Naira quedó pensativa imaginando como sería si su madre hubiera seguido fumando o en como sería fumar con su madre adolescente.

– Seguramente debamos cuidar más el aspecto de nuestros negocios- comentó Galia- con estas leyes parece que quieran hacer del tabaco una cosa un poco marginal así que tenemos que esforzarnos en hacer ver que no lo es. Por eso les he puesto un uniforme bonito a las chicas, para darle más cara al negocio.

– ¿Que te parece el uniforme? – Le preguntó Cómoda a Almudena.

– Me gusta, es un traje-chaqueta con estilo.

– La cosa es marcar la idea de que fumar es un hábito normal, sociable y agradable, incluso una tradición, una cultura como dice Almudena- explicó Galia.
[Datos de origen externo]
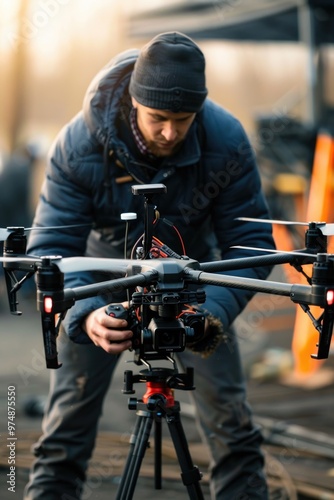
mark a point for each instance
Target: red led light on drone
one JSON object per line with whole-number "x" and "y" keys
{"x": 48, "y": 303}
{"x": 330, "y": 297}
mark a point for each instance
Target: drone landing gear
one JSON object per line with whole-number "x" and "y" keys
{"x": 157, "y": 404}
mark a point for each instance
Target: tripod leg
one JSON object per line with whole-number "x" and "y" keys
{"x": 190, "y": 473}
{"x": 138, "y": 446}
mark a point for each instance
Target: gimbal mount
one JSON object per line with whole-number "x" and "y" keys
{"x": 166, "y": 280}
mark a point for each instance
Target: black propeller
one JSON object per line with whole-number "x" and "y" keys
{"x": 20, "y": 230}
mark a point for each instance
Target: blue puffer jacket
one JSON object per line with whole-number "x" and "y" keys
{"x": 210, "y": 182}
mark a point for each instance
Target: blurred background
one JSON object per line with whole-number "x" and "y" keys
{"x": 269, "y": 62}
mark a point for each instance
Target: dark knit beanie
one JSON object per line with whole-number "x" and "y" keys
{"x": 169, "y": 74}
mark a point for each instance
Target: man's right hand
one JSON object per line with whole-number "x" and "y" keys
{"x": 107, "y": 332}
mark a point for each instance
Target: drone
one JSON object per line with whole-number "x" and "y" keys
{"x": 162, "y": 283}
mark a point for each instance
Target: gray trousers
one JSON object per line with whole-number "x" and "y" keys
{"x": 75, "y": 404}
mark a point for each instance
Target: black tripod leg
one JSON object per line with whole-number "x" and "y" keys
{"x": 190, "y": 473}
{"x": 138, "y": 446}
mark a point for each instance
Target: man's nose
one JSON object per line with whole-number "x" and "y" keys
{"x": 169, "y": 131}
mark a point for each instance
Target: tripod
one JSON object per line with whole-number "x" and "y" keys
{"x": 157, "y": 404}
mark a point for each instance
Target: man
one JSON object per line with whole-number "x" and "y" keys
{"x": 146, "y": 119}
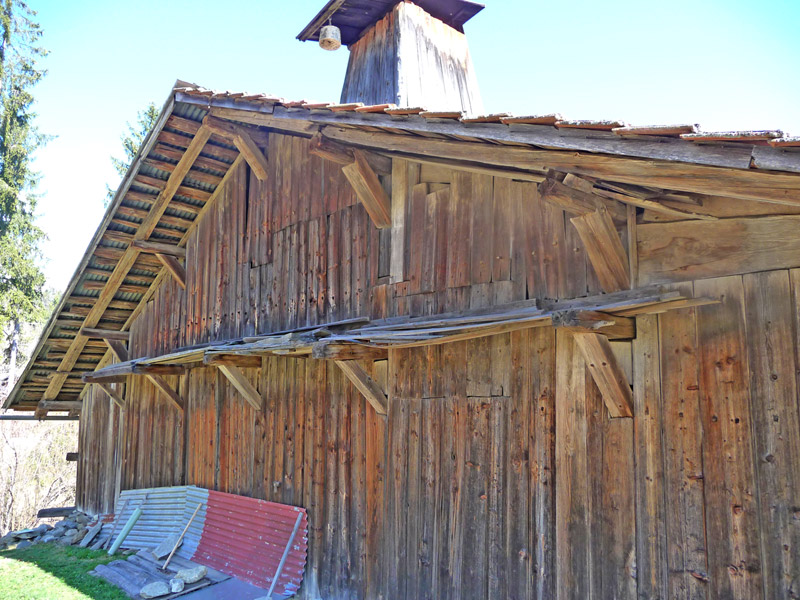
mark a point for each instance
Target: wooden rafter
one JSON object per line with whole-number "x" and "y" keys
{"x": 607, "y": 373}
{"x": 369, "y": 190}
{"x": 118, "y": 349}
{"x": 175, "y": 268}
{"x": 243, "y": 140}
{"x": 139, "y": 307}
{"x": 604, "y": 250}
{"x": 368, "y": 387}
{"x": 577, "y": 202}
{"x": 166, "y": 390}
{"x": 242, "y": 384}
{"x": 113, "y": 394}
{"x": 780, "y": 188}
{"x": 126, "y": 262}
{"x": 614, "y": 327}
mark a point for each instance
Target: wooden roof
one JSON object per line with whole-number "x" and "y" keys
{"x": 353, "y": 17}
{"x": 183, "y": 162}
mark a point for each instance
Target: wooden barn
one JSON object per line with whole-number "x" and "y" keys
{"x": 492, "y": 356}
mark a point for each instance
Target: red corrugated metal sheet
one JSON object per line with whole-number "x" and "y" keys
{"x": 246, "y": 538}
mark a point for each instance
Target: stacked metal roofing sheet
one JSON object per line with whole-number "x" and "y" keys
{"x": 240, "y": 536}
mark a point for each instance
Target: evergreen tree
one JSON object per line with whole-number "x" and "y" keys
{"x": 21, "y": 277}
{"x": 132, "y": 140}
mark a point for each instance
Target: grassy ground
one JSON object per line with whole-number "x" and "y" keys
{"x": 53, "y": 572}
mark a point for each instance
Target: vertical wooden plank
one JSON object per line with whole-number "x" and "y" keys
{"x": 502, "y": 229}
{"x": 651, "y": 550}
{"x": 400, "y": 191}
{"x": 482, "y": 228}
{"x": 611, "y": 508}
{"x": 375, "y": 469}
{"x": 683, "y": 455}
{"x": 771, "y": 317}
{"x": 498, "y": 516}
{"x": 734, "y": 554}
{"x": 474, "y": 511}
{"x": 519, "y": 500}
{"x": 459, "y": 230}
{"x": 572, "y": 494}
{"x": 543, "y": 467}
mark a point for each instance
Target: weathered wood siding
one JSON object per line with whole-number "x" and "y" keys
{"x": 498, "y": 473}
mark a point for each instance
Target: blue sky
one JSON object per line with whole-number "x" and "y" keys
{"x": 725, "y": 64}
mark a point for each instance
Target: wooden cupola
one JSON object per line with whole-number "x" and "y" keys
{"x": 407, "y": 54}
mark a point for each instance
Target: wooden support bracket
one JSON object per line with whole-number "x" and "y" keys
{"x": 166, "y": 390}
{"x": 578, "y": 202}
{"x": 604, "y": 249}
{"x": 57, "y": 405}
{"x": 242, "y": 384}
{"x": 591, "y": 321}
{"x": 607, "y": 373}
{"x": 243, "y": 140}
{"x": 175, "y": 268}
{"x": 113, "y": 394}
{"x": 369, "y": 190}
{"x": 118, "y": 349}
{"x": 365, "y": 384}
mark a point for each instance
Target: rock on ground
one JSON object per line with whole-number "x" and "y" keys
{"x": 154, "y": 590}
{"x": 166, "y": 546}
{"x": 91, "y": 533}
{"x": 192, "y": 575}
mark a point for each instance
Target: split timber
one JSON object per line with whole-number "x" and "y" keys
{"x": 497, "y": 471}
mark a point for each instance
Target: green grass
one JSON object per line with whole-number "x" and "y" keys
{"x": 53, "y": 572}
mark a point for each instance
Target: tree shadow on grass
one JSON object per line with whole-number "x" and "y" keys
{"x": 70, "y": 565}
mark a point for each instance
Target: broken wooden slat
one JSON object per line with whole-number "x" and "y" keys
{"x": 344, "y": 351}
{"x": 365, "y": 384}
{"x": 242, "y": 384}
{"x": 604, "y": 250}
{"x": 159, "y": 248}
{"x": 234, "y": 360}
{"x": 576, "y": 201}
{"x": 369, "y": 190}
{"x": 589, "y": 321}
{"x": 104, "y": 334}
{"x": 607, "y": 373}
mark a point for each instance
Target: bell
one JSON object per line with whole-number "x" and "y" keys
{"x": 330, "y": 38}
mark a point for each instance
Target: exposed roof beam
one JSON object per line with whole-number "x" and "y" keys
{"x": 242, "y": 384}
{"x": 127, "y": 261}
{"x": 243, "y": 140}
{"x": 604, "y": 250}
{"x": 614, "y": 327}
{"x": 369, "y": 190}
{"x": 175, "y": 268}
{"x": 112, "y": 393}
{"x": 159, "y": 248}
{"x": 749, "y": 184}
{"x": 607, "y": 373}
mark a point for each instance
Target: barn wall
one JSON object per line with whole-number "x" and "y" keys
{"x": 498, "y": 472}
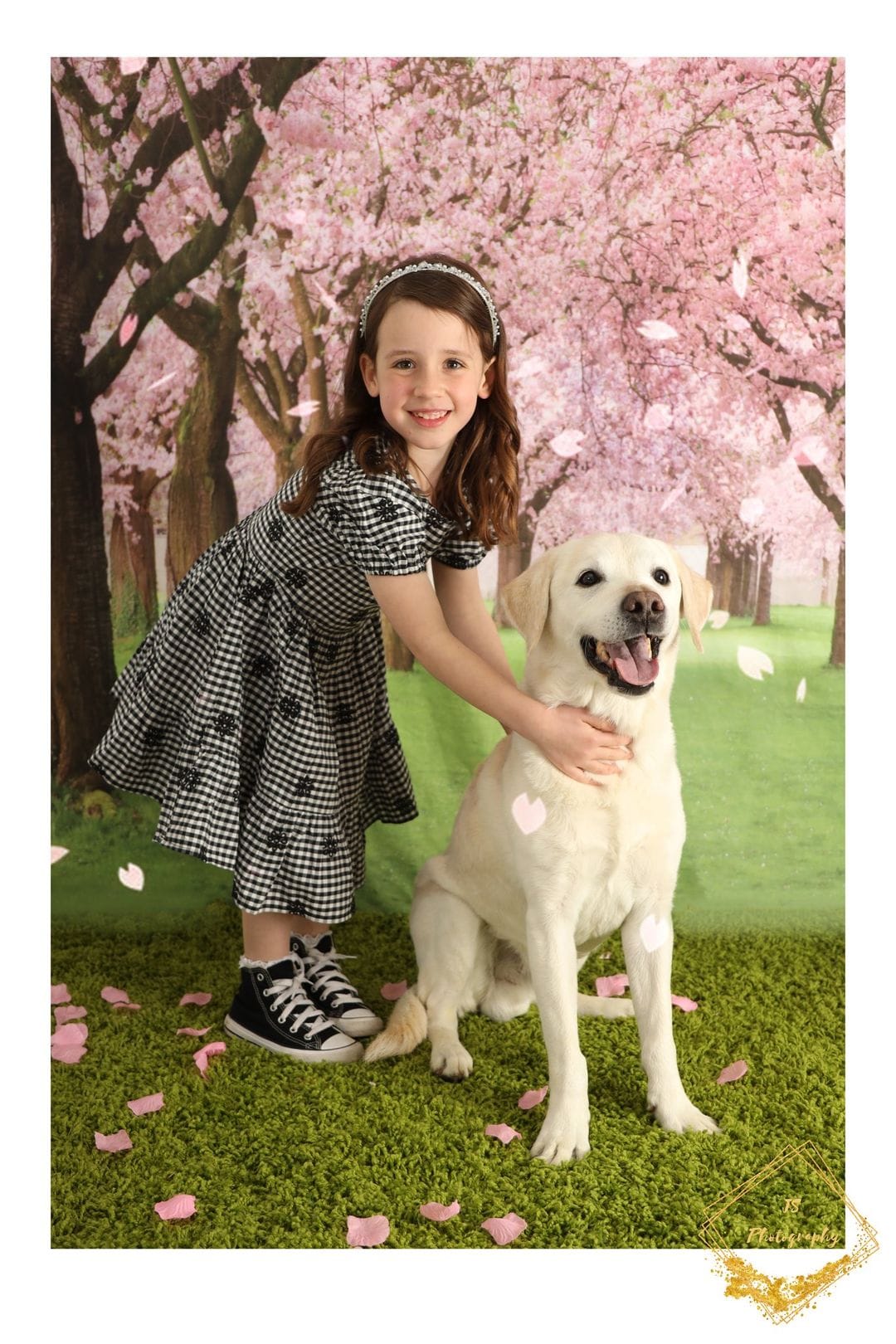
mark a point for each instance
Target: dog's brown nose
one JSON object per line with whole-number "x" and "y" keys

Siguieron charlando y fumando animadamente. Ágata llamó la atención de su hija Naira cuando esta intentó encenderse un tercer cigarrillo, sintiéndose respaldada por el ambiente. Al poco de acabar sus puros Almudena y Rosendo, nuestra protagonista se dio cuenta de que se le hacía tarde y anunció que se iba. Eso sirvió de toque de campana para que todos decidieran dar por terminado el conciliábulo. Almudena quedó satisfecha de su reencuentro con el tabaco.

CW: smoking fetish, capnolagnia.

Este relato no pretende ser una apología del tabaquismo ni una negación de sus indudables efectos tóxicos y adictivos, ni del lógico derecho a disfrutar de ambientes libres de humo. La única intención de este cuento es lúdica, es un relato que juega con la #capnolagnia, el fetichismo del tabaco (#smokingfetish) o fetichismo de #fumadoras, y sus descripciones de la experiencia tabaquista y sus consecuencias no son necesariamente realistas.